HOW MALPRACTICE LAWSUITS RUINED MODERN HEALTHCARE

 

When I was a child, doctors made house calls, and it was wonderful to see old Doc Sullivan walking into my bedroom with his black bag if I was sick. If he was called, it was always something serious.  Like the first time, when I had blood poisoning at age 13, and penicillin was new on the market. He diagnosed my problem without a single blood test,  And he cured me. Next time, I was 21, told him about dark urine, and he accurately diagnosed hepatitis A. The treatment consisted simply of home bed rest and a high carbohydrate diet. Within a few weeks, I was perfectly well.  I wasn’t afraid of doctors then.

 

My latrophobia (fear of doctors)  started when I began having scary mammograms that turned out to be false alarms. Besides several call backs, and repeat mammograms, I had at least 4 biopsies.   Now, my blood pressure (which had always been low) would skyrocket each time I walked into a doctors office.  Naturally , I’d be put on meds that brought my blood pressure so low I  nearly fainted, because I didn’t have consistently high blood pressure to begin with.

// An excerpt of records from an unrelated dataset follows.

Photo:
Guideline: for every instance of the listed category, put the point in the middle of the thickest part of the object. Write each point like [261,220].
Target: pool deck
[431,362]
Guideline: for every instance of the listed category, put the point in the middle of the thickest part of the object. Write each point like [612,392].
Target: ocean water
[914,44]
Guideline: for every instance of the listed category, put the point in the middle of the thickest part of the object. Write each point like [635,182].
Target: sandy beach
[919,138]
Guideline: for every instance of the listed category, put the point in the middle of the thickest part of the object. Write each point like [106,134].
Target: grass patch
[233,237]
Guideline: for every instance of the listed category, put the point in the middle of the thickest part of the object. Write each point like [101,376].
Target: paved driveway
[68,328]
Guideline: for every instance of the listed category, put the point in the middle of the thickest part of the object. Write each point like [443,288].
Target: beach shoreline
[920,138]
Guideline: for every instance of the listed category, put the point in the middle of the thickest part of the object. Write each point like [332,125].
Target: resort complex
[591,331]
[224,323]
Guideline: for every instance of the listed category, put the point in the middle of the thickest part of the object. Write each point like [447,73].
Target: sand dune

   Always, my blood pressure zooms if I have to see a doctor.  My husband sees a lot of doctors (fortunately he doesn’t have latrophobia ) and it seems to me that they often  hit the alarm button over some little symptom.   As an example, one night we went to a 24 hour clinic for my husband’s dizziness, and the doctor suggested we go to the hospital for a brain scan.  Nope, didn’t go, and the dizziness was gone by morning. That was five years ago.  Overall. though, we can’t complain  because he has some serious health issues  and wouldn’t be alive if not for his doctors.

Obviously, the doctor – patient relationship changed when malpractice suits became so popular in the 70’s that they ruined some doctors’  reputations.   Last week I read that a couple of doctors are suing patients who gave them bad reviews on Yelp.  And many hospitals email you a survey after each doctor visit , asking your opinion of your doctor.  How could anyone evaluate a doctor based on one visit?
So now, doctors and patients are skittish unless they’ve known each other for a long time. New statistics show that doctors only listen to their patients for 11 seconds! Doctors are leery of new patients, so they order all kinds of expensive tests that scare the patient to death, because they want to defend themselves against a lawsuit in case something goes wrong.
Something very sacred has been lost.   My parents would never have dreamed of suing old Doc Sullivan, even if I had died from blood poisoning. They knew he was doing the very best he could, and that’s all that could be expected.  Modern medicine has come a long way, but sometimes, I wish we could go back to the old days.